Die Tiefwasserzone schließt an die Flachwasserzone an und bildet die tiefste Zone im Gartenteich. Oftmals wird die Tiefwasserzone im Anschluß an die Flachwasserzone, meist aus Platzgründen, zu steil angelegt. Ohne Fischbesatz sollte die Tiefwasserzone eine Tiefe von mindestens 70 cm haben. Bei Fischbesatz ist eine Tiefe von mindestens 120 cm notwendig.

Tiefwasserzone im Gartenteich

Tiefwasserzone

Die Tiefwasserzone beginnt nach der Flachwasserzone bei einer Wassertiefe von ca. 60 cm und sollte eine Tiefe von mindestens 70 cm – 90 cm haben. Werden Teichfische im Gartenteich gehalten, sollte die Tiefwasserzone bis auf eine Tiefe von 120 cm reichen und über 2m² Grundfläche verfügen. Besser ist jedoch eine Gesamttiefe von 150 cm. Dadurch ist Sichergestellt, dass in langen und kalten Wintern nicht die gesamte Teichfläche bis auf den Teichgrund zufriert und somit den Tod der Teichfische und anderer Lebewesen im Teich nach sich zieht. 

Aus Platzgründen fällt in vielen Teichen die Tiefwasserzone zu steil ab und der Übergang von der Flachwasserzone zur Tiefwasserzone wirkt dadurch abgehackt und unnatürlich. Besser ist es, die Tiefwasserzone mit einem Gefälle von etwa 40° abfallen zu lassen. Hier hält zwar direkt auf der Teichfolie kein Bodensubstrat, aber mit einer an die Teichfolie angebrachten Teichmatte können so Pflanzen aus der Flachwasserzone etwas in die Tiefwasserzone einwachsen und der Übergang wirkt natürlicher. 

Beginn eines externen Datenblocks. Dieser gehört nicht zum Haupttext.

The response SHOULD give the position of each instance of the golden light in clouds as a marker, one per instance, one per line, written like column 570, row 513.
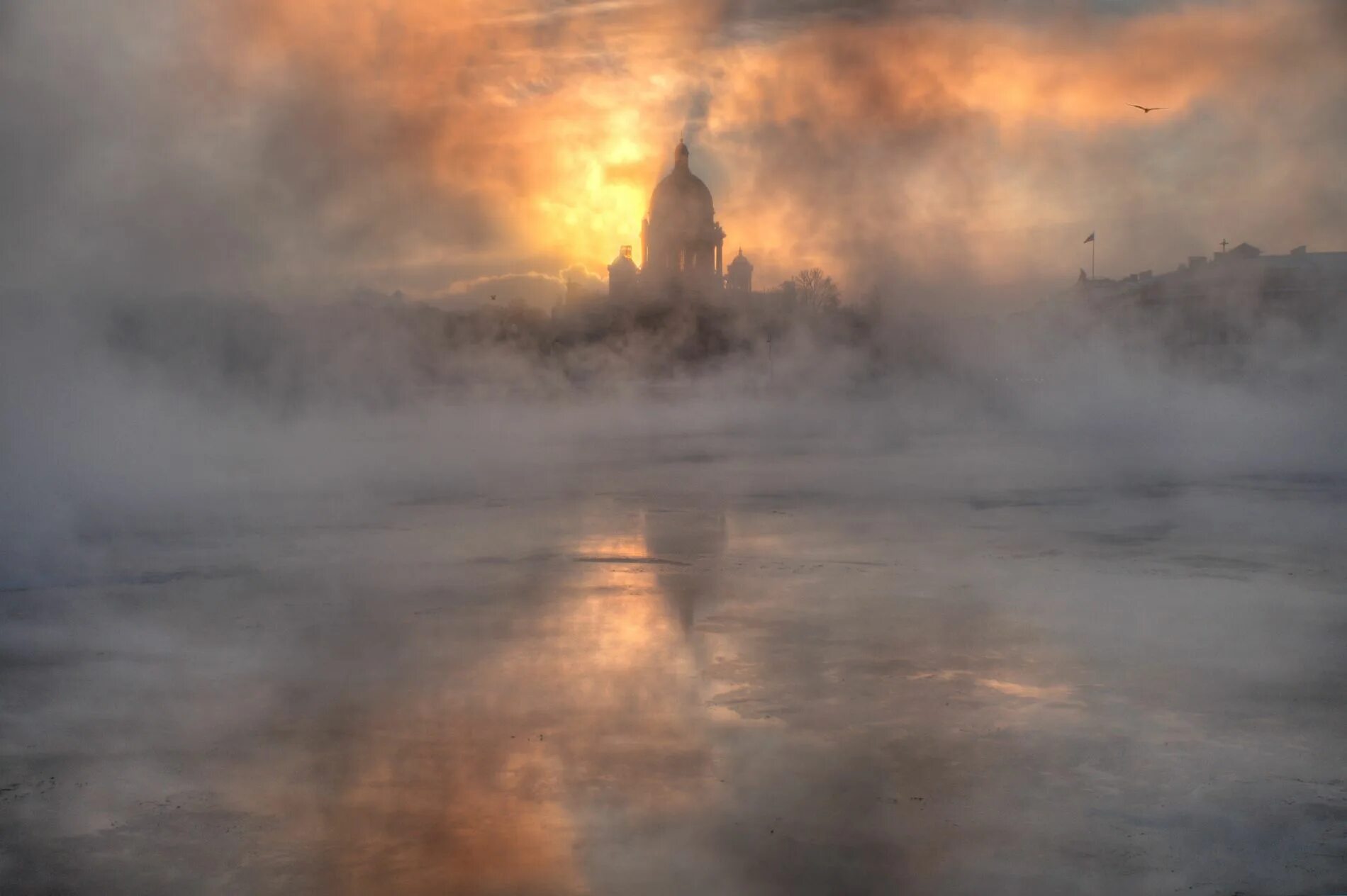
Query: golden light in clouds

Bei Teichen mit einer Tiefe von über 100 cm sollte zudem in dieser Höhe eine weitere Stufe angelegt werden. Auf dieser Stufe können dann Teichpflanzen wie z.B. Zwergseerosen oder andere Schwimmblattpflanzen gepflanzt werden. Eine weitere Abstufung der Tiefwasserzone bietet aber auch eine zusätzliche Sicherheit am Gartenteich. So fällt es Personen, allen voran Kindern, einfacher, den Teich zu verlassen, sollte jemand versehentlich in den Teich gefallen sein

Teichpflanzen in der Tiefwasserzone

Mit zunehmender Wassertiefe nimmt auch die Zahl der Teichpflanzen ab. Am bekanntesten sind wohl die Seerosen, die in der Tiefwasserzone zu finden sind. Neben den Seerosen gibt es aber auch anderen, sehr schöne Schwimmblattpflanzen, die über dem Wasserspiegel blühen.

Aber auch Teichpflanzen, die Nährstoffe aufnehmen und für den Teich wichtigen Sauerstoff produzieren, sind in der Tiefwasserzone heimisch. Hier zählt wohl die Wasserpest zu der bekanntesten Unterwasserpflanze. 

Bodensubstrat in der Tiefwasserzone

In der Tiefwasserzone kann man auf das Einbringen von Bodensubstrat verzichten. Teichpflanzen, die Bodengrund zum Wurzeln benötigen, pflanzt man am besten in Pflanzkörbe und stellt diese direkt auf den Teichgrund. Im Laufe der Zeit wird sich durch Ablagerungen auf dem Grund ohnehin eine Schlammschicht aus Sedimenten bilden. In Verbindung mit Bodensubtrat entsteht oft durch Sauerstoffmangel ein faulig riechender Schlamm.